There are some cool formations
Giant, hollow towers of ice form on Mount Erebus when fumarole cracks on the volcano that vent hot gas spew steam into the open air. The steam freezes in place in the frigid air, forming towers up to 30 feet (10 meters) tall.
Antarctica's lake is salty
Deep Lake in Antarctica is so salty that it stays liquid at temperatures down to minus 4 degrees Fahrenheit (minus 20 degrees Celsius).
There's a hole in the ozone
Scientists with the British Antarctic Survey first noticed a significant depletion of the ozone in the layer of the atmosphere called the lower stratosphere above Antarctic in the 1970s.
It has cloudy skies
Areas along Antarctica's coasts are among the cloudiest places in the world, according to the British Antarctic Survey.
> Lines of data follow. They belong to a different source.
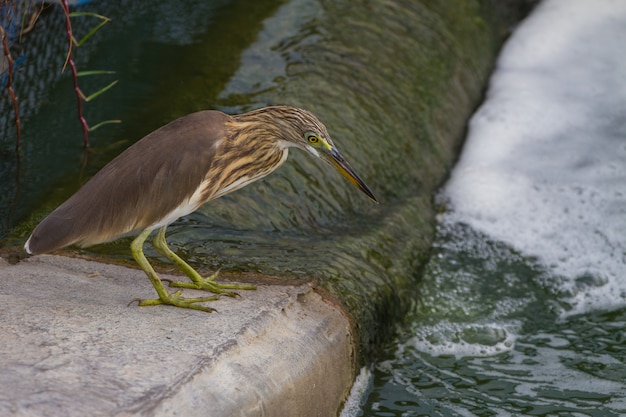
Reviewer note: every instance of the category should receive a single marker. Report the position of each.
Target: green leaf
(104, 19)
(106, 122)
(102, 90)
(93, 72)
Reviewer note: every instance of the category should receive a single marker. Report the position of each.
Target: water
(389, 79)
(523, 307)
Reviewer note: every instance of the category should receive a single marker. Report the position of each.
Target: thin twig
(9, 86)
(69, 60)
This "hole" in the ozone layer grows and shrinks with the seasons and is largely caused by chemicals called chlorofluorocarbons, once widely used in air conditioners, aerosol sprays and refrigerators.
It's a hunters' paradise
Antarctica is considered the premier hunting ground for meteorites on Earth, in part because the dark rocks stand out against the white ice, but also because the meteorites are largely undisturbed by natural processes.
It set a record for coldest temperature
While the coldest temperature ever measured by thermometer on Earth's surface was made at Vostok Station (see slide 1), the coldest ever recorded was minus 136 degrees Fahrenheit (minus 93.2 Celsius), measured in pockets scattered near a high ice ridge between Dome Argus and Dome Fuji, two summits on the East Antarctic Plateau. The satellite measurement, made on Aug. 10, 2010, was announced in December 2013, and, if confirmed on the ground, could beat out the Vostok record. The World Meteorological Organization only recognizes temperature measurements made a few meters above the ground as eligible for records.